Traveling – it leaves you speechless, then turns you into a storyteller. Ibnb Battuta, a Muslim Moroccan scholar and explorer who travelled more than any other explorer in pre-modern history.
I’ve been “on the road” for six days exploring Nebraska (mostly the North Loup/Sandhills area) and doing research for an upcoming book of historical fiction. I’ve been Facebook (friend me!) posting photos and stories of my travels out of my joy in what I’m seeing and who I’m meeting.
—Walking the paths and entering the buildings of reconstructed Fort Hartsuff where my great grandfather was a boot maker from 1875-1877 and having, Jim, the superintendent of thirty-seven years, who helped rebuild and excavate the fort, as my guide.
—Experiencing the peace and beauty of the Sandhills and learning about the eco diversity.
—Touring a chalk mine that was discovered just before my great-grandparents arrived in the area and having an 84-year-old-woman with a walker as my expert guide.
—Meeting not one, but four women who personally knew my namesake, Mershon Smith, and learning that she was a “classy lady.”
—Meeting two families who had cabins next to mine on a ranch in the middle of the Sandhills. The fathers/husbands were originally from South Africa and offered me lamb cooked the traditional South African way over a braai (a unique style of barbecue).
—The peace and confidence that traveling alone in unknown territory brings.
Affirmation: I love the adventure of traveling.
Coaching questions: What does traveling mean to you? What would it be like to travel by yourself? Where do you want to go on your next travel adventure?
In all things in nature, there is something of the marvelous. Aristotle
Teach me good judgment. Psalm 119:66
Tomorrow, I’m on a week-long trip to Nebraska to do research for my next book, The Boot Maker’s Wife. People frequently judge Nebraska from what they see from out their car window as they cruise up I80 at 80 MPH. This is not all there is to Nebraska.
Nebraska was my first home, it’s where I grew up, it’s where my ancestors, on both sides, began their journey to make a difference. The endless horizon, the friendly people, the fields of grain, and the smell of cattle bring me joy. Even though I’ve lived away for fifty-five years, my heart is still in Nebraska.
The beauty of nature, as all things, is in the eye of the beholder. Behold the beauty of Nebraska. (Watch for my daily, “Nebraska Through My Eyes,” photos on Facebook)
Affirmation: Nature is marvelous.
Coaching questions: What do you judge from the place of limited knowledge? Where does your heart live?
To everything there is a season and a time to every purpose under the heaven…a time to be born and a time to die; a time to plant and a time to pluck up that which is planted. Ecclesiastes 3:2, The Bible
I grew up in Nebraska and I’m still a Nebraska girl at heart. Although my ancestors were country doctors, boot makers, lumberyard owners, I have a deep love and respect for the land and farmers.

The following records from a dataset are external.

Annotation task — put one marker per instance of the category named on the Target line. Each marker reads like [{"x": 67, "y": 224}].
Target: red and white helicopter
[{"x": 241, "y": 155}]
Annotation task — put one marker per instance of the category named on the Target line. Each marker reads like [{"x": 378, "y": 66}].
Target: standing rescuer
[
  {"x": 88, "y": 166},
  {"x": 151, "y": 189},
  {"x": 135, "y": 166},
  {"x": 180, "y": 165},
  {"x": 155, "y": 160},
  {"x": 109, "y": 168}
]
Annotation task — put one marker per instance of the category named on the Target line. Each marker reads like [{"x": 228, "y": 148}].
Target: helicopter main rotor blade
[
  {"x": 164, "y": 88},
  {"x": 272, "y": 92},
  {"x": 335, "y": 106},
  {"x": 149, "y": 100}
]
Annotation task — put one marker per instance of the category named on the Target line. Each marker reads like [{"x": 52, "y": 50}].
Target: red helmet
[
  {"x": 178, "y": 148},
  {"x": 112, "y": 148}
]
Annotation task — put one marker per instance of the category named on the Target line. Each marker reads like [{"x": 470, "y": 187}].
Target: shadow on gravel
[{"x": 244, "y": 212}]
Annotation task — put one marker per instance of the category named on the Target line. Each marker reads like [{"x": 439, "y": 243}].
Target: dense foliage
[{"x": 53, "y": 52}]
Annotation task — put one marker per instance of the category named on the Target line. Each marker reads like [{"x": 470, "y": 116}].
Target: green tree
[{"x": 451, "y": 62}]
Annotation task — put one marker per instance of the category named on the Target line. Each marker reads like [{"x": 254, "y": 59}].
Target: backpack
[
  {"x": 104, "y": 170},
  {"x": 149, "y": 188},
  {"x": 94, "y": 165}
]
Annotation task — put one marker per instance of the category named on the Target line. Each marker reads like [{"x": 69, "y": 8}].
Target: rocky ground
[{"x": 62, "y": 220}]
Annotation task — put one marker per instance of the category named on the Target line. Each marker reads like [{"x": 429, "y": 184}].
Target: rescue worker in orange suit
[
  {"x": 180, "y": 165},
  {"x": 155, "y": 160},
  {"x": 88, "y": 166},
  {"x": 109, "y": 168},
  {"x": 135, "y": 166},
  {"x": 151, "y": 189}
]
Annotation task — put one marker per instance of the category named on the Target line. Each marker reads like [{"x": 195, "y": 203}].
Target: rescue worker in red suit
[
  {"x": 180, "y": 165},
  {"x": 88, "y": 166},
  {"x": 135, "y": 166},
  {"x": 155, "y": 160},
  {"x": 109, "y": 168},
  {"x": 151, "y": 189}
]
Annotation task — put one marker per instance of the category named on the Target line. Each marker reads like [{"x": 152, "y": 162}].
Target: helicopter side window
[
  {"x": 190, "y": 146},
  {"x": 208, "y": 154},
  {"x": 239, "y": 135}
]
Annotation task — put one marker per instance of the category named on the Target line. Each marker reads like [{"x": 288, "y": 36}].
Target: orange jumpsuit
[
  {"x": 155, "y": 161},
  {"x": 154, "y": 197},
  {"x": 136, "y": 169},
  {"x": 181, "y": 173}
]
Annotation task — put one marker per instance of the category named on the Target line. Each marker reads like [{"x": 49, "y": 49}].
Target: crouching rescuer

Prior to moving to Florida, we lived on the edge of Illinois farmland and I felt a part of the planting, sprouting, growing, harvesting seasons and saw the farmers working the fields into the night at harvest time.
Today is National Farmer’s Day and an opportunity to pay tribute to all farmers throughout American history. I have the utmost respect for our farmers in today’s highly technical yet labor intensive and unforgiving industry. Thank a farmer today for putting food on your table.
Affirmation: I appreciate farmers.
Coaching request: Take a moment to consider the food in your pantry and refrigerator and what it took to plant, grow, and harvest the wheat to make your bread. Consider the birthing of calves, gathering of eggs, or feeding of chickens. Consider the back breaking job of picking your lettuce or broccoli. Be grateful.
I believe that one carries the shadows, the dreams, the fears and dragons of home under one’s skin, at the extreme corners of one’s eyes, and possibly in the gristle of the ear lobe. Maya Angelou
I’m writing on this theme just so I can share this beautiful Maya Angelou quote. I hope you enjoy and find meaning in it. What an amazing writer! Don’t you just love “the gristle of the ear lobe”? In addition to the beautiful prose, I believe what she says is true.
After being away from “home” for over 50 years, I’m still a Nebraska Girl at heart. I yearn to have a view of the horizon from every direction, the fields of green as far as the eye can see, nearly everyone in town dressed in red on game day, farmer’s leaving their trucks running while they dash into the hardware store, dry river beds just ripe for picnics. Fortunately for this only child, motherless daughter, home was happy and didn’t leave me with “dragons under the skin”. It was a place of security, love, compassion and growth. I know I was fortunate because as I interview women, this was frequently not the case. Take time today to consider what home means/meant to you…shadows, dreams, fears and dragons included.
Affirmation: I honor my roots.
Coaching questions: What does “home” mean to you? How does your view of home affect who you are today?